Der Partizip Präsens Aktiv (1)

Das Sanskrit besitzt neben dem Partizip Präsens Passiv (Lektion 58-60) eine weitere Möglichkeit, mit der man eine Handlung (Kriya), die in der Gegenwart (Präsens) stattfindet, ausdrücken kann, ohne dabei ein konjugiertes Verb (Akhyata) zu benutzen. Dazu gebraucht man ein sogenanntes Verbaladjektiv bzw. Partizip mit der Bedeutung des Aktivs in der aktiven Konstruktion (Kartari Prayoga).

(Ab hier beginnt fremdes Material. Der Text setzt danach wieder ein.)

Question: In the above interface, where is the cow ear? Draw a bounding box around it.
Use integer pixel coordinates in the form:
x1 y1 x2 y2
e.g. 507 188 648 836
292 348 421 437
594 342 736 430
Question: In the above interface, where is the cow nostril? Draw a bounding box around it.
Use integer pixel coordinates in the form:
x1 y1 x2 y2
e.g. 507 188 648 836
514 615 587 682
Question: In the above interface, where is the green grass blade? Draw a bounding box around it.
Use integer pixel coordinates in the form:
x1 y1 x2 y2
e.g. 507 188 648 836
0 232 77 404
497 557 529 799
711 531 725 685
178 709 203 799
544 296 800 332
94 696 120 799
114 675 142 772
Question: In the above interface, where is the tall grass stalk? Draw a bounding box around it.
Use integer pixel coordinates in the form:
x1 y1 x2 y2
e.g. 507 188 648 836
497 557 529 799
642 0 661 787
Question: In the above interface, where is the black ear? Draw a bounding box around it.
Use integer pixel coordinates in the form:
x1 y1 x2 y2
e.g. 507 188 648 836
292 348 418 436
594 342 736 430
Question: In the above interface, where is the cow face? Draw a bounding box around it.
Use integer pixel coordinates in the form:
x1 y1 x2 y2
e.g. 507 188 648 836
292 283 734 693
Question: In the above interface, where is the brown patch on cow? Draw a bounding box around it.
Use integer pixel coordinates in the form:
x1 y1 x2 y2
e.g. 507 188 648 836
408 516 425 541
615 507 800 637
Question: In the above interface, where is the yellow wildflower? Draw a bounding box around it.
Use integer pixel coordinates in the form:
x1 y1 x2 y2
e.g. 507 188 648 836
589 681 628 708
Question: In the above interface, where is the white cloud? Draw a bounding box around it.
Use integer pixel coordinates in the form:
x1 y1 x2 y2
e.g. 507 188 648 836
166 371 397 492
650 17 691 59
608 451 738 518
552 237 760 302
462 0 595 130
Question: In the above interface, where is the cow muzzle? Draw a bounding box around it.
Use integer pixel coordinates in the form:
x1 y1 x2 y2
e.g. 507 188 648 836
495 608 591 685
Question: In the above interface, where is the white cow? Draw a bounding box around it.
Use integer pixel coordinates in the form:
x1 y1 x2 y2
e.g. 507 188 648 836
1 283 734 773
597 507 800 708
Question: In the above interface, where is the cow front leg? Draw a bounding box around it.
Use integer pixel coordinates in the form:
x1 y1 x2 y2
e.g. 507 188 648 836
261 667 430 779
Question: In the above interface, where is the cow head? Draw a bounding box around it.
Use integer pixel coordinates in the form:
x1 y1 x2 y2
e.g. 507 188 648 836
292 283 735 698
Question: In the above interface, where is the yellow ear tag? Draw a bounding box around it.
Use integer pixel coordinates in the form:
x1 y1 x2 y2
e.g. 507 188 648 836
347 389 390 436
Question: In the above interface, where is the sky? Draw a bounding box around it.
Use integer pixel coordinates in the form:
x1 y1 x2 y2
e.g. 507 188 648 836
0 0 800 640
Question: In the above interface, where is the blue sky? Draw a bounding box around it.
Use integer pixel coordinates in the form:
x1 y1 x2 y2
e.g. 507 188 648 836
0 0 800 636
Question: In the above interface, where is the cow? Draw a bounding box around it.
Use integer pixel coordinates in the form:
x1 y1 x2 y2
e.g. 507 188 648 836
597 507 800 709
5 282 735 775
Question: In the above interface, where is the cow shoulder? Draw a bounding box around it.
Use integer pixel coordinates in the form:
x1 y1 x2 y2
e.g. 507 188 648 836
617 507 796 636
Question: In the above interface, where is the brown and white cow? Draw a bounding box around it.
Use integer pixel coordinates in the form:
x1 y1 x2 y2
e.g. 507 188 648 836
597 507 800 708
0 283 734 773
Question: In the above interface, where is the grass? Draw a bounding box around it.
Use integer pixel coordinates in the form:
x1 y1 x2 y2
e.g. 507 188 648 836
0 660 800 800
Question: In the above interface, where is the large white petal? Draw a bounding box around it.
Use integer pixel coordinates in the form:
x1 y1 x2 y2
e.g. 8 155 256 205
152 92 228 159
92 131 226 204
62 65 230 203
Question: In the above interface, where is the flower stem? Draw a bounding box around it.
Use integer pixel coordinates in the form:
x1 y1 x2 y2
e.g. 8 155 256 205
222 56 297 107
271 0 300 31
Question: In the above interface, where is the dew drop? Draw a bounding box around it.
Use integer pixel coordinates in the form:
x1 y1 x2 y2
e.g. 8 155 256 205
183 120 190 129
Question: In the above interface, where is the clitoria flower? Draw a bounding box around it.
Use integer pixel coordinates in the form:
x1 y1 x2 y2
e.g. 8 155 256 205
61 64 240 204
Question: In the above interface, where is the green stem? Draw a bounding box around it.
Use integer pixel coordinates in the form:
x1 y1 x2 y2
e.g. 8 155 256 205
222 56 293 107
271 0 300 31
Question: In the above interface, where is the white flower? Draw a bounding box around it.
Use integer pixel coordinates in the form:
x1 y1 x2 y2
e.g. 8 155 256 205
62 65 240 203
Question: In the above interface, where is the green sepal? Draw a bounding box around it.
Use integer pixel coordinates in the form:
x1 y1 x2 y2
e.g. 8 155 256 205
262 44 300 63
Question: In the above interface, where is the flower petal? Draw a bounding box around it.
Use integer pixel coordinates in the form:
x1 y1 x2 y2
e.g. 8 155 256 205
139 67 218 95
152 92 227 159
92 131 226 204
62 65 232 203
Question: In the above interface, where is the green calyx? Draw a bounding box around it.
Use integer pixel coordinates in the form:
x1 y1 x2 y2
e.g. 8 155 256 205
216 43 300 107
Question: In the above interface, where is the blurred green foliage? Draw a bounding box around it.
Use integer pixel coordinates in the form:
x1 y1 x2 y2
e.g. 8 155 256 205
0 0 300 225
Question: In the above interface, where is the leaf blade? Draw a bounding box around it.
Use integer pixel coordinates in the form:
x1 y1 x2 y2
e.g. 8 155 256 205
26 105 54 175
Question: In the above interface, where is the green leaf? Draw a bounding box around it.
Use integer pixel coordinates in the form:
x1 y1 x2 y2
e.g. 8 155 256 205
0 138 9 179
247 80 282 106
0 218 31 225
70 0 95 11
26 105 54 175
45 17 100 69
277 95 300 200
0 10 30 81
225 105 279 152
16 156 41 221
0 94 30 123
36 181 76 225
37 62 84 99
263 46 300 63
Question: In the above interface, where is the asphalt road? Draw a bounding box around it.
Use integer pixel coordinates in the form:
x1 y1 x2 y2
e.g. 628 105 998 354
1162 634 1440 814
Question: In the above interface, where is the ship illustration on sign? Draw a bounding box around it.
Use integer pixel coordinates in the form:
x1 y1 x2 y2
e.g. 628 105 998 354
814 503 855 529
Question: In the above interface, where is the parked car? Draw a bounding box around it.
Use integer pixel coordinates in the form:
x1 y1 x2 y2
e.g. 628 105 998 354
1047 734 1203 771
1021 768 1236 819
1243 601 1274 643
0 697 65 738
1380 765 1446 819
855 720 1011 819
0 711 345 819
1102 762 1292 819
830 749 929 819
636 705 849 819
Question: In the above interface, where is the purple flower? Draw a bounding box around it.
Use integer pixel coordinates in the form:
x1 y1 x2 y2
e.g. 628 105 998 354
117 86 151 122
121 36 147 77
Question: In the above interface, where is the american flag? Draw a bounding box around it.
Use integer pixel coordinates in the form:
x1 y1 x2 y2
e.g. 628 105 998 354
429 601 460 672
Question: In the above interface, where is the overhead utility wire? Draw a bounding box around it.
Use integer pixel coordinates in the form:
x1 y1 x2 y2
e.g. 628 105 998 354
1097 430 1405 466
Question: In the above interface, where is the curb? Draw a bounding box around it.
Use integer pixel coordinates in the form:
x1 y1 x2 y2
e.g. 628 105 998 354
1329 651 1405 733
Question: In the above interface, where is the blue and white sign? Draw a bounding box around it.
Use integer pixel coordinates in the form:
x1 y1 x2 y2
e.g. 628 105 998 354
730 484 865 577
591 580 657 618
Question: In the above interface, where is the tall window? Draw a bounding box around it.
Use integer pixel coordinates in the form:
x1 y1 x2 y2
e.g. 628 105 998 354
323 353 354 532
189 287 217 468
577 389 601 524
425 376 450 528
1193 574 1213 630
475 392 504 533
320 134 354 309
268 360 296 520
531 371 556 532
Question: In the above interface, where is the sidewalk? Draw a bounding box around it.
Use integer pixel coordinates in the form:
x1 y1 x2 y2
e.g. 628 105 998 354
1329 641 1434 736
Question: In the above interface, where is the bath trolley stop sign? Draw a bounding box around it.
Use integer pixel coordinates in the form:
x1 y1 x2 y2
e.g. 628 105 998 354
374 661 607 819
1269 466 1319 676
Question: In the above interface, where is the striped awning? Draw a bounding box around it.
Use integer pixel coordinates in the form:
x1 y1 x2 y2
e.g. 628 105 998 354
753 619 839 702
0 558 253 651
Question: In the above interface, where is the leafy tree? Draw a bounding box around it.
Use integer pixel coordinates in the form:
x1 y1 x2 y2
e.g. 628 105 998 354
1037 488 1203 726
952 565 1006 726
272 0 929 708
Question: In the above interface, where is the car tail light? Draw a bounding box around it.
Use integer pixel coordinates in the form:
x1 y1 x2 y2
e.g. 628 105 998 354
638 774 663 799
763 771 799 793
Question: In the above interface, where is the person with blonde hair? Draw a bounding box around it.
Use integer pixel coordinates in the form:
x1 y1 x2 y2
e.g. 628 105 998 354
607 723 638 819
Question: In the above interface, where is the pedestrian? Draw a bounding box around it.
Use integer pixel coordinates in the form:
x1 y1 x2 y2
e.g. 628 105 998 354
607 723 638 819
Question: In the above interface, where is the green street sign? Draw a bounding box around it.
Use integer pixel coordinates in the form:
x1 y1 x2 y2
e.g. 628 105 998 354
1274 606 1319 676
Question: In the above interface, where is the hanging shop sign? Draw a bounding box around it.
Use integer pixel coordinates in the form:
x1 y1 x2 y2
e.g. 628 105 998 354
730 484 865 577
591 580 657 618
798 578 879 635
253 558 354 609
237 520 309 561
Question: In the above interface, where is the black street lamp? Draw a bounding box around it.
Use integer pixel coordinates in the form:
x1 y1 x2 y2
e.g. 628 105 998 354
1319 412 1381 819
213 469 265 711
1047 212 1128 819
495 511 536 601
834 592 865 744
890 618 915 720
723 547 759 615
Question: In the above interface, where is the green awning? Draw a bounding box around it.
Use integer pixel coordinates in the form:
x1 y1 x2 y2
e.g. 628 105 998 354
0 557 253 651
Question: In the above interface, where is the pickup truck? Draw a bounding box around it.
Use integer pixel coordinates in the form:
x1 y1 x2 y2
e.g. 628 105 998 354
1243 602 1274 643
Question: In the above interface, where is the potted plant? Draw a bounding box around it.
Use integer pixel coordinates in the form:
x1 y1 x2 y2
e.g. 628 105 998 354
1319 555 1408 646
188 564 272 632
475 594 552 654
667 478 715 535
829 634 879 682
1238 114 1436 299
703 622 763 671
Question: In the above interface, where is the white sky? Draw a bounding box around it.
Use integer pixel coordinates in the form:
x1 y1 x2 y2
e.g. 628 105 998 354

Dieses Verbaladjektiv heißt Partizip Präsens Aktiv.

Bildung

Das Partizip Präsens Aktiv bezeichnet einen Vorgang in der Gegenwart, der häufig parallel zu einer anderen Handlung verläuft. Ein solches Partizip erkennt man daran, dass es auf das Suffix (Pratyaya) -at bzw. -t endet, welches an den Präsensstamm der jeweiligen Verbalwurzel (Dhatu) tritt:

  • paṭh (Wurzel der Bhu Klasse) "rezitieren", Präsensstamm paṭha- + -t wird zu paṭhat "rezitierend"
  • śru (Wurzel der Su Klasse) "hören", Präsensstamm śṛṇu- + -at wird zu śṛṇvat "hörend"
  • as (Wurzel der Ad Klasse) "sein", Präsensstamm (a)s- + -at wird zu sat "seiend" (Sat)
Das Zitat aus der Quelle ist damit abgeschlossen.